Ralph stood peering into the underbrush, his eyes as wild as those of an Indian, his nostrils dilated, and all his senses intensely awake. His companion, who was wholly unskilled in woodcraft, could see no cause for his agitation, and feared that he was yet angry. He did not detect the evidences of large game in the immediate neighborhood. He did not see, by the bend of the broken twigs and the small tufts of hair on the briar-bush, that an elk had pushed through that very copse within a few minutes; nor did he sniff the gamy odor with which the large beast had charged the air. In obedience to his friend's gesture, he flung himself down on hands and knees and cautiously crept after him through the thicket. He now saw without difficulty a place where the elk had broken through the snow crust, and he could also detect a certain aimless bewilderment in the tracks, owing, no doubt, to the shot and the animal's perception of danger on two sides. Scarcely had he crawled twenty feet when he was startled by a noise of breaking branches, and before he had time to cock his gun, he saw an enormous bull-elk tearing through the underbrush, blowing two columns of steam from his nostrils, and steering straight toward them. At the same instant Ralph's rifle blazed away, and the splendid beast, rearing on its hind legs, gave a wild snort, plunged forward and rolled on its side in the snow. Quick as a flash the young hunter had drawn his knife, and, in accordance with the laws of the chase, had driven it into the breast of the animal. But the glance from the dying eyes—that glance, of which every elk-hunter can tell a moving tale—pierced the boy to the very heart! It was such a touching, appealing, imploring glance, so soft and gentle and unresentful.

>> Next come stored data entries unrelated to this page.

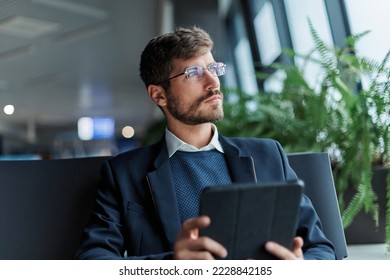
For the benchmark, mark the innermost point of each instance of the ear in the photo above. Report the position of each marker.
(157, 94)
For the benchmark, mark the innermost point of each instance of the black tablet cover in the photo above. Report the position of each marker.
(245, 216)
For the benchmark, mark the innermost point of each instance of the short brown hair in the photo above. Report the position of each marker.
(157, 57)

"Why did you harm me," it seemed to say, "who never harmed any living thing—who claimed only the right to live my frugal life in the forest, digging up the frozen mosses under the snow, which no mortal creature except myself can eat?"
The sanguinary instinct—the fever for killing, which every boy inherits from savage ancestors—had left Ralph, before he had pulled the knife from the bleeding wound. A miserable feeling of guilt stole over him. He never had shot an elk before; and his father, who was anxious to preserve the noble beasts from destruction, had not availed himself of his right to kill one for many years. Ralph had, indeed, many a time hunted rabbits, hares, mountain-cock, and capercaillie. But they had never destroyed his pleasure by arousing pity for their deaths; and he had always regarded himself as being proof against sentimental emotions.

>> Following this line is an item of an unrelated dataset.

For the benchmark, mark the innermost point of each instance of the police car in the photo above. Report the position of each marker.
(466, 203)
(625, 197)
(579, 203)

"Look here, Biceps," he said, flinging the knife into the snow, "I wish I hadn't killed that bull."
"I thought we were hunting for poachers," answered Albert, dubiously; "and now we have been poaching ourselves."
"By Jiminy! So we have; and I never once thought of it," cried the valiant hunter. "I am afraid we are off my father's preserves too. It is well the deputy sheriffs are not abroad, or we might find ourselves decorated with iron bracelets before night."
"But what did you do it for?"
"Well, I can't tell. It's in the blood, I fancy. The moment I saw the track and caught the wild smell, I forgot all about the poachers, and started on the scent like a hound."
The two boys stood for some minutes looking at the dead animal, not with savage exultation, but with a dim regret. The blood which was gushing from the wound in the breast froze in a solid lump the very moment it touched the snow, although the cold had greatly moderated since the morning.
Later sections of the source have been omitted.